Hap sp. 44 thickskin gets sometimes mislabeled as a zebra obliquidens, but the fish in op's picture does look like an astatotilapia latifasciata.


----------



## StructureGuy (Jul 27, 2002)

Haplochromis species #44 ( aka thickskin or redtail) is pretty consistantly labeled Haplochromis obliquidens at most LFS I've been to.

The OP has a male Astatotilapia latifasciata (yes, a "properly described" species) which pretty consistently goes by the trade name zebra obliquidens.

Kevin


----------



## 24Tropheus (Jun 21, 2006)

As you can see lots of fish under the name Astatotilapia latifasciata too.
http://images.google.co.uk/images?clien ... 4&ct=title
Until a photo matched with a description of an properly ID fish from a source I can see checks its "facts" many of these fish fall under the interesting but impossible to ID precisely species or let alone regional variety.

Sorry to be a pedant but it is I think just hearsay to ID this fish as Astatotilapia latifasciata.
That covers a multitude of different fish?

With evidence my mind is easily changed. :wink:

Not that it matters much my guess is this fish is so stressed that it will not make it to breeding.


----------



## Christinas2006 (Oct 16, 2008)

Thank you for the info.


----------



## StructureGuy (Jul 27, 2002)

24Tropheus said:


> Sorry to be a pedant but it is I think just hearsay to ID this fish as Astatotilapia latifasciata.
> That covers a multitude of different fish?
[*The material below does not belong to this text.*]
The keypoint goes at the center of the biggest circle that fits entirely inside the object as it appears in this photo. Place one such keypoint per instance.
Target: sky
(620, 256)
It is difficult to posuitively ID many Victorians. But anyone that has kept and bred Astatotilapia latifasciata will find this particular species quite easy to identify.

Here are mine:
http://african-cichlid.com/Latifaciata.htm

Kevin

see also:

http://www.bigskycichlids.com/Alatifasciata_article.htm

http://www.africancichlids.net/articles ... ifasciata/

http://www.malawicichlidhomepage.com/ot ... idens.html

http://www.cichlid-forum.com/articles/a ... sciata.php

http://www.gcca.net/fom/Astatotilapia_latifasciata.htm


----------



## Christinas2006 (Oct 16, 2008)

I think that is my fish! Thank you!


----------